A nationwide Swedish study of a quarter-million people finds that centenarians don’t just survive disease better than everyone else — they accumulate fewer diseases, more slowly, starting from age 70, with a disease burden that plateaus in their 90s while everyone else’s accelerates toward death.
We tend to picture the very old as frail vessels barely holding together, kept alive by an ever-growing pharmacy of pills for an ever-growing list of ailments. A new study of every Swede born between 1920 and 1922 — 274,108 people tracked for up to 30 years — quietly dismantles that picture.
The researchers, based at the Karolinska Institutet, followed these individuals from age 70 and watched how diseases stacked up over time, comparing the 1.6% who reached 100 against their shorter-lived peers from the exact same birth cohorts. That last detail matters: comparing people born in the same era at the same ages strips out the confounding effects of different medical eras and generational health trends that muddied earlier work.
The finding is striking in its consistency. Centenarians carried fewer diagnoses at every single age. At 85, a future centenarian averaged 1.2 diagnosed conditions; someone destined to die at 90 already carried 2.4 — twice as many. And rather than paying for their longevity with a brutal, disease-ridden final decade, centenarians’ disease accumulation actually stabilised from their 90s onward. Non-centenarians, by contrast, saw their conditions pile up sharply in the run-up to death.

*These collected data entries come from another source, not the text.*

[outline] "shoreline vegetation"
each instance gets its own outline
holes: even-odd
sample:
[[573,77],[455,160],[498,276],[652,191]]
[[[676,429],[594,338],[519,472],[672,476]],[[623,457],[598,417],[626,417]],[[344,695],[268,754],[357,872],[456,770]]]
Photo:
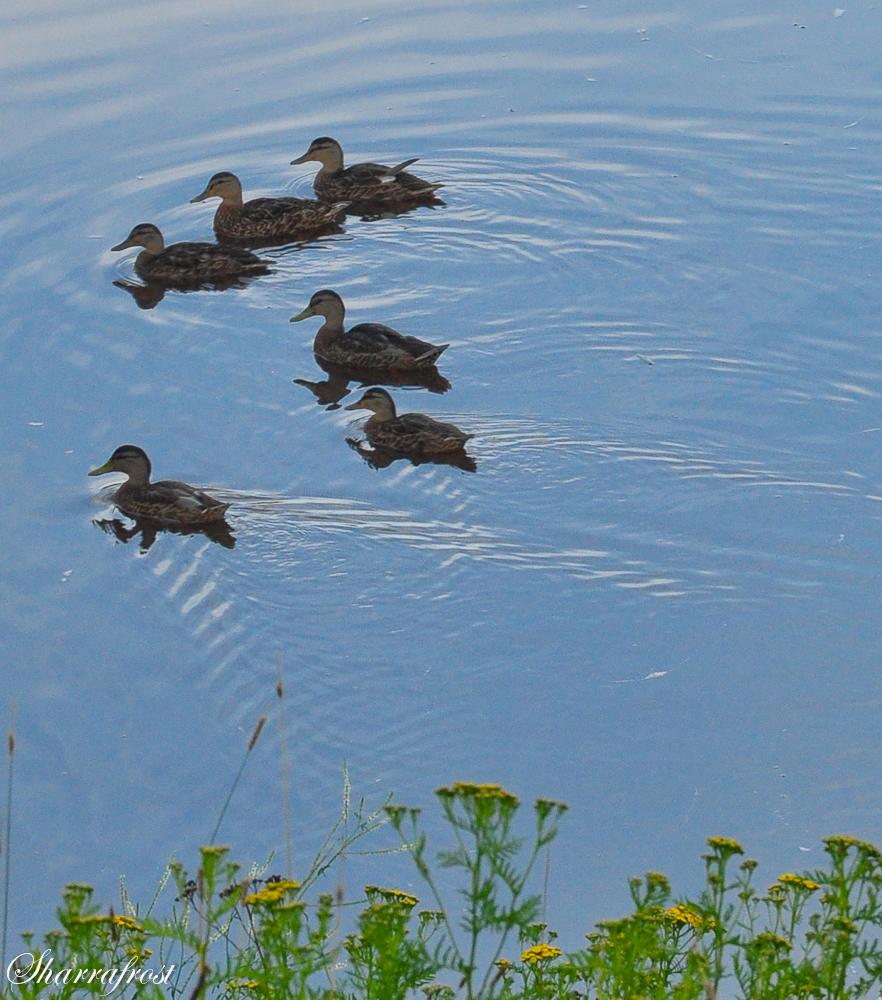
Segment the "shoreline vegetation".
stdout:
[[[447,846],[430,849],[421,810],[392,802],[343,808],[308,869],[292,875],[281,669],[280,710],[286,875],[245,871],[215,837],[267,717],[248,742],[211,835],[190,873],[172,860],[153,899],[104,910],[92,886],[71,883],[58,926],[7,947],[15,733],[7,742],[3,1000],[284,998],[284,1000],[857,1000],[882,985],[882,854],[847,836],[824,839],[824,865],[755,884],[759,863],[739,843],[711,837],[705,882],[675,896],[667,877],[629,881],[633,912],[603,920],[584,946],[564,951],[545,921],[551,846],[567,806],[537,799],[532,830],[517,796],[499,785],[456,782],[435,792]],[[362,842],[381,828],[397,845]],[[517,829],[516,829],[517,828]],[[408,855],[420,896],[365,886],[349,899],[347,857]],[[544,879],[541,869],[544,869]],[[333,892],[320,883],[334,881]],[[544,881],[544,890],[535,891]],[[758,880],[757,880],[758,881]],[[452,899],[456,897],[456,902]]]
[[[249,745],[253,747],[253,742]],[[241,775],[241,770],[240,770]],[[236,779],[238,781],[238,777]],[[235,787],[235,783],[234,783]],[[146,908],[121,882],[120,909],[68,885],[58,927],[10,949],[2,996],[364,998],[765,998],[878,996],[882,982],[882,855],[852,837],[824,840],[824,867],[754,885],[740,844],[708,840],[705,885],[675,897],[668,879],[630,880],[634,910],[605,920],[565,952],[542,919],[541,881],[566,806],[538,799],[532,832],[515,832],[520,802],[498,785],[435,795],[450,845],[430,851],[420,810],[387,801],[344,809],[301,881],[247,872],[227,847],[200,849],[190,873],[172,861]],[[228,800],[229,801],[229,800]],[[227,803],[228,804],[228,803]],[[226,808],[226,805],[224,806]],[[359,899],[317,883],[380,827],[397,835],[420,898],[368,885]],[[442,891],[453,873],[460,902]],[[546,869],[547,871],[547,869]]]

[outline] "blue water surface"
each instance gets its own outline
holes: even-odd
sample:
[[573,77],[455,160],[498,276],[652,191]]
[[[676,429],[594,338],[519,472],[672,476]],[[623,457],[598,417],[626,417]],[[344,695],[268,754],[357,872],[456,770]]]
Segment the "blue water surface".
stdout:
[[[771,881],[880,838],[880,11],[792,2],[10,0],[0,12],[0,718],[13,930],[63,884],[148,900],[221,839],[295,873],[340,810],[455,780],[569,803],[567,947],[705,838]],[[446,205],[265,252],[142,309],[109,248],[210,240],[218,170],[311,196],[419,156]],[[435,343],[397,390],[477,471],[371,469],[324,376],[351,322]],[[353,386],[353,390],[356,387]],[[344,400],[349,402],[351,396]],[[141,552],[86,478],[132,442],[232,503]],[[5,807],[3,809],[5,814]],[[383,834],[378,844],[391,843]],[[384,867],[388,864],[388,868]],[[365,881],[419,886],[399,861]],[[361,880],[361,882],[359,882]]]

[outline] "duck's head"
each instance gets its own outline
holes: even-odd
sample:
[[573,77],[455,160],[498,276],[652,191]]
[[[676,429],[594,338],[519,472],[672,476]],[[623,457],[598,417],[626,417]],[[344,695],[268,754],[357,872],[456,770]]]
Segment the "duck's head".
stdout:
[[333,316],[335,320],[342,323],[345,315],[346,307],[343,305],[343,299],[336,292],[332,292],[330,288],[323,288],[313,295],[303,312],[292,316],[288,322],[299,323],[300,320],[309,319],[310,316],[324,316],[325,319]]
[[395,401],[385,389],[368,389],[368,391],[345,407],[347,410],[373,410],[381,420],[395,419]]
[[150,459],[143,448],[134,444],[120,445],[104,465],[90,469],[90,476],[103,476],[105,472],[124,472],[134,483],[150,482]]
[[128,250],[129,247],[144,247],[147,253],[162,253],[165,249],[165,240],[158,227],[152,222],[139,222],[137,226],[122,241],[117,243],[111,250]]
[[298,156],[296,160],[291,161],[291,166],[306,163],[308,160],[317,160],[323,167],[328,167],[330,170],[342,170],[343,147],[330,136],[319,136],[318,139],[312,140],[309,149],[303,156]]
[[235,174],[231,174],[229,170],[222,170],[219,174],[215,174],[211,178],[202,194],[197,194],[195,198],[190,199],[190,204],[192,205],[195,201],[205,201],[207,198],[221,198],[223,201],[241,201],[242,182]]

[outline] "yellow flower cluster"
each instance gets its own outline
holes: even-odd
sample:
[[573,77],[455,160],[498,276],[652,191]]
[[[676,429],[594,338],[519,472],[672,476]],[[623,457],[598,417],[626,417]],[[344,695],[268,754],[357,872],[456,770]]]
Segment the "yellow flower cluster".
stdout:
[[784,875],[778,876],[778,881],[783,882],[785,885],[795,885],[799,889],[805,889],[807,892],[814,892],[815,889],[820,889],[821,887],[817,882],[812,882],[807,878],[802,878],[799,875],[793,875],[787,872]]
[[256,979],[231,979],[227,990],[256,990],[260,983]]
[[144,928],[140,924],[136,924],[131,917],[111,917],[110,918],[117,927],[125,927],[127,931],[143,931]]
[[229,850],[229,847],[224,847],[223,844],[209,844],[206,847],[200,847],[199,853],[203,857],[222,858]]
[[416,906],[419,902],[416,896],[409,892],[402,892],[400,889],[381,889],[378,885],[366,885],[365,892],[369,895],[377,895],[386,900],[387,903],[401,903],[402,906]]
[[146,962],[153,952],[149,948],[126,948],[126,954],[131,955],[136,962],[140,963]]
[[299,888],[299,882],[294,882],[286,878],[279,879],[278,882],[270,882],[270,884],[265,889],[261,889],[260,892],[253,892],[250,896],[246,896],[245,905],[260,906],[265,904],[270,906],[273,903],[281,903],[285,898],[286,892],[296,892]]
[[834,850],[840,848],[848,851],[850,847],[854,847],[862,854],[867,855],[867,857],[875,858],[877,861],[882,860],[882,853],[880,853],[878,847],[867,843],[866,840],[858,840],[857,837],[843,837],[839,834],[834,834],[832,837],[824,837],[824,843],[828,848]]
[[452,788],[439,788],[435,794],[450,798],[498,799],[504,805],[520,805],[517,795],[507,792],[502,785],[476,785],[470,781],[457,781]]
[[696,930],[704,923],[697,913],[693,913],[692,910],[688,910],[685,906],[672,906],[669,910],[665,911],[665,915],[671,923],[689,924],[690,927],[694,927]]
[[521,955],[521,961],[535,965],[537,962],[547,962],[550,958],[557,958],[560,953],[560,948],[555,948],[553,945],[534,944]]
[[744,848],[737,840],[731,837],[708,837],[708,847],[716,847],[717,850],[726,851],[729,854],[744,854]]

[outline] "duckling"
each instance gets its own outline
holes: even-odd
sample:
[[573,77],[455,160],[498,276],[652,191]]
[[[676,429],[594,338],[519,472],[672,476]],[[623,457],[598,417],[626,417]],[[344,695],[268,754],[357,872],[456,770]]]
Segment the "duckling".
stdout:
[[111,250],[143,247],[135,258],[135,271],[146,281],[166,284],[226,282],[230,278],[268,274],[265,260],[239,247],[217,243],[172,243],[165,245],[152,222],[141,222]]
[[324,316],[313,344],[316,355],[332,364],[378,371],[431,368],[450,344],[429,344],[416,337],[383,326],[382,323],[359,323],[351,330],[343,329],[346,307],[343,299],[330,288],[323,288],[313,295],[309,305],[292,316],[291,323],[299,323],[310,316]]
[[343,167],[343,148],[336,139],[323,135],[313,139],[309,149],[291,161],[294,166],[317,160],[321,169],[315,175],[312,186],[323,201],[338,201],[348,198],[351,202],[367,202],[372,205],[413,204],[435,202],[435,192],[443,184],[424,181],[422,177],[406,173],[406,168],[419,159],[404,160],[394,167],[382,163],[356,163]]
[[129,478],[114,497],[116,505],[130,517],[146,517],[175,524],[203,524],[222,521],[228,503],[221,503],[202,490],[173,479],[150,482],[150,459],[142,448],[124,444],[90,476],[124,472]]
[[453,424],[442,424],[422,413],[395,412],[395,403],[385,389],[368,389],[347,410],[373,410],[374,415],[364,425],[368,441],[377,448],[412,455],[440,455],[461,451],[469,438]]
[[214,231],[220,240],[243,243],[284,243],[333,229],[348,202],[327,205],[307,198],[252,198],[242,200],[242,182],[227,170],[215,174],[190,203],[220,198]]

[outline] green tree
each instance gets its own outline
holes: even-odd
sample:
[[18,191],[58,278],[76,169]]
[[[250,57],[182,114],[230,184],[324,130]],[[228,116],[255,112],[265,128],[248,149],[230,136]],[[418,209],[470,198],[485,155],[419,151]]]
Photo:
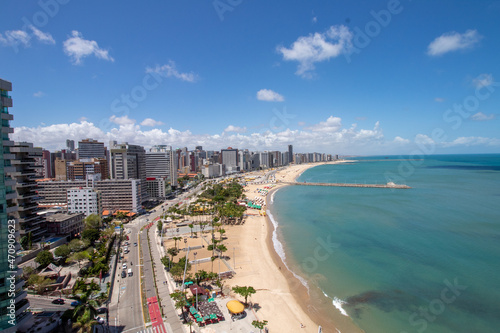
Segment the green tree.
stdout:
[[101,217],[97,214],[90,214],[84,221],[85,229],[99,229],[101,227]]
[[94,291],[92,288],[88,288],[78,297],[80,304],[73,310],[73,318],[76,320],[73,328],[78,329],[78,332],[91,332],[92,326],[97,324],[94,318],[97,315],[97,307],[99,305],[92,299],[93,294]]
[[194,228],[194,225],[192,223],[190,223],[188,225],[188,227],[191,229],[191,238],[193,238],[193,228]]
[[180,241],[182,239],[182,237],[172,237],[172,239],[174,240],[175,248],[177,248],[177,241]]
[[85,241],[79,240],[79,239],[73,239],[71,242],[69,242],[68,246],[71,252],[79,252],[84,250],[90,245],[88,240],[86,239]]
[[37,262],[41,267],[46,267],[54,262],[54,255],[52,252],[47,250],[41,251],[37,254],[35,262]]
[[171,247],[167,250],[167,253],[172,256],[172,261],[174,261],[174,257],[179,254],[179,250],[176,247]]
[[101,232],[98,229],[87,228],[82,232],[82,239],[88,240],[91,245],[94,245],[99,237],[101,237]]
[[161,259],[161,263],[163,264],[163,266],[165,266],[165,268],[168,268],[170,266],[170,258],[167,257],[167,256],[163,256]]
[[23,248],[23,250],[29,250],[28,236],[21,237],[21,239],[19,240],[19,243],[21,244],[21,247]]
[[263,320],[263,321],[254,320],[254,321],[252,321],[252,325],[253,325],[253,327],[258,328],[259,332],[262,332],[264,327],[267,325],[267,320]]
[[257,291],[253,287],[233,287],[233,291],[238,295],[245,297],[245,304],[247,303],[248,296],[255,294]]
[[176,291],[174,293],[171,293],[170,297],[172,297],[175,302],[175,308],[181,309],[182,318],[184,319],[184,322],[186,322],[186,315],[184,313],[184,307],[187,304],[186,293],[183,291]]
[[158,227],[158,232],[161,234],[163,230],[163,222],[159,220],[156,226]]
[[88,254],[87,251],[81,251],[81,252],[76,252],[73,253],[68,259],[66,259],[66,262],[78,262],[78,267],[81,267],[81,262],[82,260],[85,259],[90,259],[90,255]]
[[71,249],[69,248],[68,244],[63,244],[54,250],[54,254],[57,257],[61,257],[65,261],[66,258],[68,258],[68,256],[71,254]]
[[174,280],[179,281],[184,274],[184,267],[179,264],[174,264],[170,268],[170,274],[172,274]]

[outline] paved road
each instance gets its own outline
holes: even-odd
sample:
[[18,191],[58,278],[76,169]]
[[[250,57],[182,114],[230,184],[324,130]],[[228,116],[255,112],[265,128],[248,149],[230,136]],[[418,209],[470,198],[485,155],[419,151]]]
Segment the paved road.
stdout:
[[[175,205],[178,202],[185,201],[188,196],[193,195],[201,189],[201,186],[197,186],[189,191],[183,193],[179,197],[173,200],[167,200],[163,204],[156,207],[156,211],[150,215],[143,215],[131,223],[125,225],[125,230],[130,230],[127,233],[129,236],[129,250],[130,253],[124,255],[124,261],[127,263],[127,270],[130,268],[130,261],[132,261],[132,277],[121,278],[122,263],[119,263],[119,267],[116,270],[115,287],[113,290],[112,300],[109,306],[109,327],[111,332],[125,332],[125,333],[136,333],[147,331],[144,325],[144,318],[142,313],[141,305],[141,289],[140,283],[144,283],[146,286],[146,297],[156,296],[156,291],[154,288],[154,281],[152,275],[152,260],[155,261],[156,267],[163,267],[160,262],[160,254],[155,244],[156,238],[154,233],[156,232],[156,225],[150,229],[150,237],[152,241],[153,248],[153,258],[149,253],[149,247],[147,242],[147,231],[141,233],[140,246],[142,247],[143,254],[143,273],[142,277],[139,276],[139,247],[134,247],[134,242],[139,244],[139,231],[140,228],[151,221],[154,221],[158,216],[163,214],[170,206]],[[122,243],[122,248],[124,245]],[[175,312],[172,301],[170,299],[170,291],[168,286],[163,284],[165,281],[164,273],[161,269],[158,271],[158,289],[161,299],[161,305],[163,308],[163,315],[166,317],[165,323],[169,329],[169,332],[181,333],[184,332],[182,324]]]
[[[114,332],[133,332],[134,330],[144,329],[144,318],[142,315],[141,290],[139,276],[139,247],[134,246],[138,242],[138,231],[140,227],[146,224],[146,217],[140,217],[133,223],[127,224],[125,230],[130,230],[128,246],[130,252],[123,254],[123,261],[118,262],[115,276],[115,287],[113,298],[109,307],[109,326]],[[125,248],[124,242],[121,248]],[[132,265],[130,264],[132,262]],[[122,264],[126,263],[128,271],[132,268],[132,276],[121,277]]]
[[67,309],[74,308],[70,305],[72,300],[66,301],[66,303],[64,304],[52,304],[52,300],[56,299],[56,297],[45,298],[28,295],[26,298],[30,301],[31,309],[43,309],[45,311],[66,311]]

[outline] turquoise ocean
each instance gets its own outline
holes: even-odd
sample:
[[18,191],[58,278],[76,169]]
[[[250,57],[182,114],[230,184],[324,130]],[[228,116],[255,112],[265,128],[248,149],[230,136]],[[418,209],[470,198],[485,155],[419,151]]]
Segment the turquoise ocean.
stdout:
[[500,332],[500,155],[351,160],[298,181],[412,188],[287,186],[270,200],[275,248],[322,312],[368,333]]

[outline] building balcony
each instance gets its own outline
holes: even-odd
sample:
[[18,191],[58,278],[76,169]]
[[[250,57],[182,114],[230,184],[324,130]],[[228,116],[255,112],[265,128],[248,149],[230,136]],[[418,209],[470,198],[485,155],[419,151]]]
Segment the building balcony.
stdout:
[[9,96],[0,96],[0,100],[2,101],[2,105],[4,107],[12,107],[12,98],[10,98]]
[[19,205],[18,207],[19,207],[19,209],[18,209],[19,212],[23,212],[23,211],[27,211],[27,210],[33,211],[33,208],[38,208],[38,204],[36,202],[32,202],[32,203],[28,203],[25,205]]
[[14,119],[14,115],[10,114],[10,113],[0,113],[1,114],[1,118],[2,120],[13,120]]
[[12,153],[3,153],[3,159],[4,160],[15,160],[16,155],[14,155]]
[[2,133],[14,133],[14,129],[12,127],[4,127],[2,126]]
[[16,303],[16,317],[19,316],[22,312],[28,310],[29,307],[30,302],[27,299],[23,299],[19,303]]
[[5,173],[14,173],[16,172],[16,167],[13,167],[11,165],[6,165],[3,167],[3,170]]
[[29,191],[29,192],[24,192],[24,193],[18,193],[17,198],[18,199],[29,199],[38,196],[38,193],[35,191]]
[[21,291],[16,294],[16,303],[20,302],[21,300],[25,299],[26,296],[28,296],[28,293],[26,291]]
[[7,214],[11,214],[11,213],[17,212],[17,205],[8,206],[7,209],[6,209],[6,212],[7,212]]
[[7,200],[12,200],[17,198],[17,192],[16,191],[10,191],[5,193],[5,199]]
[[37,183],[33,180],[27,180],[23,182],[18,182],[16,185],[17,187],[29,187],[29,186],[35,186]]

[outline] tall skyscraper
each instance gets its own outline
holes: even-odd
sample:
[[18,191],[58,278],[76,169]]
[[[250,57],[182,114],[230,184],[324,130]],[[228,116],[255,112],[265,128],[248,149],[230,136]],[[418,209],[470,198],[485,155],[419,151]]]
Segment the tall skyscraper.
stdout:
[[146,151],[144,147],[127,142],[109,143],[111,153],[110,171],[112,179],[140,179],[141,198],[147,199],[146,191]]
[[166,177],[172,186],[177,186],[177,158],[172,147],[154,146],[146,152],[146,177]]
[[288,145],[288,163],[293,163],[293,146]]
[[15,199],[18,209],[13,213],[20,226],[20,237],[26,236],[33,242],[38,242],[46,234],[45,219],[38,215],[37,177],[36,169],[42,166],[35,164],[35,158],[42,156],[42,148],[34,148],[32,143],[16,142],[10,148],[11,154],[15,156],[12,166],[14,172],[8,172],[16,180],[17,198]]
[[226,166],[226,172],[238,171],[238,149],[228,147],[221,149],[222,164]]
[[[12,91],[12,83],[0,79],[0,115],[2,118],[2,139],[0,140],[0,331],[2,333],[14,333],[20,325],[25,324],[32,318],[29,308],[27,293],[23,291],[23,279],[20,278],[22,269],[17,267],[19,258],[15,253],[20,249],[19,245],[19,223],[14,217],[17,211],[15,199],[16,180],[7,175],[14,172],[16,168],[11,161],[14,155],[10,153],[10,147],[14,142],[10,141],[9,133],[13,132],[9,122],[14,117],[9,114],[12,107],[12,99],[9,96]],[[13,236],[11,236],[13,235]],[[13,253],[12,253],[12,250]],[[13,291],[14,295],[9,296]]]

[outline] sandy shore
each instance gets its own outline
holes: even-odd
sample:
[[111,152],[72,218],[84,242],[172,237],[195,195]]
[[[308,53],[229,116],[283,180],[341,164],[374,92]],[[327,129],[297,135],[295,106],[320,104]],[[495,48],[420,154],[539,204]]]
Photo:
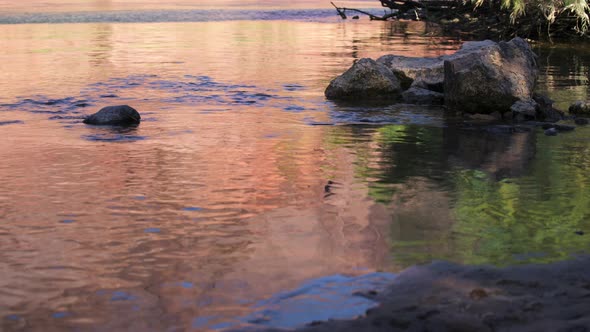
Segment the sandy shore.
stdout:
[[590,257],[509,268],[435,262],[364,296],[381,304],[297,331],[590,331]]

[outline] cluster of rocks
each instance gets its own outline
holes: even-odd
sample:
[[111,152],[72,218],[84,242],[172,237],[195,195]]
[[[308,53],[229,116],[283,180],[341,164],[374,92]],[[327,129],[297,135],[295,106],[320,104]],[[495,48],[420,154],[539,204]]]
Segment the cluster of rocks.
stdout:
[[496,119],[558,121],[563,113],[549,98],[533,93],[538,72],[537,56],[525,40],[484,40],[435,58],[360,59],[330,83],[325,95],[332,100],[438,104]]

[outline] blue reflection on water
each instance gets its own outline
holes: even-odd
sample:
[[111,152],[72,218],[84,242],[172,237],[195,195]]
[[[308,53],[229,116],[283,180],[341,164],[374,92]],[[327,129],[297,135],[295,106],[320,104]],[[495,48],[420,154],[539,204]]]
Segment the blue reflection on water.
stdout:
[[252,314],[232,323],[220,323],[219,317],[209,316],[195,318],[192,325],[211,329],[244,325],[295,328],[313,321],[350,319],[377,305],[369,296],[360,294],[382,290],[394,279],[394,274],[385,272],[358,277],[337,274],[313,279],[299,288],[259,301]]

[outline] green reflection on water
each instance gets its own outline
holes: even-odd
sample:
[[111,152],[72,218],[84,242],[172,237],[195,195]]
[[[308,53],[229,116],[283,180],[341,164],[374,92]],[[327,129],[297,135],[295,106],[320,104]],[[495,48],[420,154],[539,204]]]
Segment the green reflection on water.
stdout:
[[391,252],[402,267],[550,262],[590,248],[585,128],[546,137],[388,125],[361,136],[371,142],[347,144],[356,174],[391,211]]

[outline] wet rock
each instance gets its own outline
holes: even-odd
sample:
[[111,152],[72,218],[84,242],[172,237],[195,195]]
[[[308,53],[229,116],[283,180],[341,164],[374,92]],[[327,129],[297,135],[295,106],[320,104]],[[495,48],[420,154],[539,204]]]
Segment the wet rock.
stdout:
[[364,58],[357,61],[344,74],[326,88],[328,99],[363,100],[392,99],[401,93],[400,82],[384,65]]
[[553,107],[553,100],[535,93],[533,100],[537,103],[537,118],[543,121],[556,122],[564,118],[563,112]]
[[529,101],[538,69],[529,44],[514,38],[445,60],[444,73],[447,106],[469,113],[491,113],[510,111],[519,100]]
[[537,116],[537,106],[532,99],[518,100],[510,106],[510,111],[517,121],[532,120]]
[[[385,55],[377,61],[361,59],[333,80],[325,95],[359,100],[391,98],[407,90],[403,98],[408,103],[438,104],[444,99],[450,108],[466,113],[513,112],[522,120],[536,118],[541,109],[541,119],[557,121],[561,117],[551,100],[542,100],[543,105],[548,104],[545,108],[533,100],[537,76],[536,55],[526,41],[485,40],[467,42],[454,54],[435,58]],[[511,110],[517,101],[522,103]]]
[[547,135],[547,136],[557,136],[557,129],[555,129],[555,128],[549,128],[549,129],[545,130],[545,135]]
[[590,115],[590,103],[578,100],[570,105],[568,111],[574,115]]
[[570,126],[570,125],[561,124],[561,123],[543,123],[541,125],[541,128],[543,128],[543,129],[555,129],[558,132],[572,131],[572,130],[575,130],[576,129],[575,126]]
[[418,105],[442,105],[444,103],[444,94],[432,90],[411,87],[402,92],[404,102]]
[[444,81],[444,59],[413,58],[399,55],[384,55],[377,59],[378,63],[389,68],[400,80],[403,89],[412,85],[429,90],[442,92]]
[[588,119],[586,118],[576,118],[574,120],[574,122],[578,125],[578,126],[585,126],[588,124]]
[[436,92],[444,91],[444,62],[459,59],[478,49],[495,45],[491,40],[467,42],[461,49],[451,55],[434,58],[414,58],[399,55],[384,55],[377,59],[378,63],[387,66],[400,80],[403,89],[411,86]]
[[132,126],[141,121],[139,113],[131,106],[107,106],[84,119],[91,125]]

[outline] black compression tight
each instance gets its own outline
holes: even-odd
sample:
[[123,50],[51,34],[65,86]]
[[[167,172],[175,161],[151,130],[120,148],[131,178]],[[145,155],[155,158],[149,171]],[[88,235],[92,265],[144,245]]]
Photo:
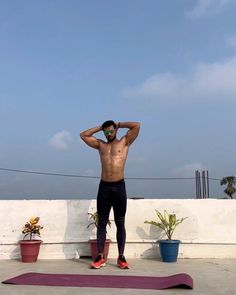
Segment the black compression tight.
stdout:
[[97,212],[99,216],[97,241],[98,253],[103,253],[106,240],[106,226],[109,220],[111,207],[113,207],[115,224],[117,227],[116,239],[120,255],[124,254],[126,231],[125,213],[127,196],[124,180],[106,182],[101,180],[97,195]]

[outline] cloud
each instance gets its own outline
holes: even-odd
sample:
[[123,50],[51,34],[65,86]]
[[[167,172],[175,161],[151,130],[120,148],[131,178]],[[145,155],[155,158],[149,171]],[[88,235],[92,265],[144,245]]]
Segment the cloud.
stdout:
[[220,13],[235,0],[197,0],[192,10],[186,12],[186,17],[197,19],[209,13]]
[[125,98],[149,102],[229,100],[236,97],[236,56],[215,63],[198,63],[182,75],[157,73],[140,85],[123,90]]
[[236,48],[236,35],[226,37],[225,42],[229,47]]
[[171,171],[174,177],[195,177],[195,171],[206,170],[206,167],[200,162],[185,164],[182,167],[175,168]]
[[66,150],[73,142],[69,131],[62,130],[53,135],[49,140],[49,146],[57,150]]

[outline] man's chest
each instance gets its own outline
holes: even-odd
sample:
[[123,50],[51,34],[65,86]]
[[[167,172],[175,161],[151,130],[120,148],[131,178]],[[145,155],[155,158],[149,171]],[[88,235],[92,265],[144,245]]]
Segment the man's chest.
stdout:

The composition of illness differed too. Cardiovascular disease was the single biggest contributor to disease burden in everyone — but centenarians carried far less of it. At 70, heart-and-vessel conditions made up just 24.8% of a future centenarian’s disease profile versus 51.6% for someone dying at 75. Neuropsychiatric conditions, including dementia and depression, showed the widest gap of all — centenarians were the most resistant group across the entire lifespan.
Perhaps most telling: centenarians were far more likely to have their disease confined to a single body system rather than a tangled web of co-occurring conditions across multiple organ systems. It wasn’t just fewer diseases — it was less complexity.
The big idea is that exceptional longevity is not a lottery ticket cashed in at 99. The divergence begins in one’s 70s at the latest, and probably earlier, pointing to a preserved capacity to maintain physiological balance under stress. If we can identify what underlies that resilience, the authors argue, the leverage point for intervention is midlife — not old age.
Actionable Insights
The honest take-home for the biohacker: this is a descriptive study, not an intervention trial, so it prescribes nothing — but it sharpens where to aim.
Cardiovascular disease is the primary lever. CVD was the largest single disease burden in every group, yet future centenarians carried dramatically less of it. At age 70, CVD prevalence was 1.6% in future centenarians versus 6.7% in those dying at 85 — a relative risk of roughly 0.24, meaning ~76% lower prevalence. By age 80 the gap was 13.9% versus 44.1% (RR ≈ 0.32, ~68% lower). CVD progresses silently for decades before manifesting as infarction or stroke, so aggressive lifetime management of blood pressure, lipids, and glycemia is the intervention most consistent with the centenarian phenotype. This directly reinforces your existing metabolic/cardiovascular stack rationale.
Multimorbidity complexity, not just disease count, tracks survival. Centenarians were more likely to keep disease confined to one organ system. Preventing the second and third system from lighting up may matter as much as preventing the first.
The window is midlife. Divergence was already visible at 70, the earliest measured age. Waiting until you’re old to optimize is, per this data, waiting until after the race is decided.
Effect-size caveat: these are population-level relative risks, not individual guarantees, and the direction of causation is unproven.
Context / Source
- Open Access Paper: Disease accumulation and distribution across the lifespan in Swedish centenarians and non-centenarians: a nationwide life course comparison of longevity and health resilience, Published 2025 Sep.
- Institution: Karolinska Institutet, Stockholm (with Max Planck Institute for Demographic Research, Rostock)
- Country: Sweden
- Journal: eClinicalMedicine (The Lancet Discovery Science / Elsevier)
- Impact Evaluation: The impact score of this journal is 10.0 (2024 Journal Impact Factor, Clarivate, released 2025; CiteScore 17.0), evaluated against a typical high-end range of 0–60+ for top general and internal medicine journals, therefore this is a High impact journal.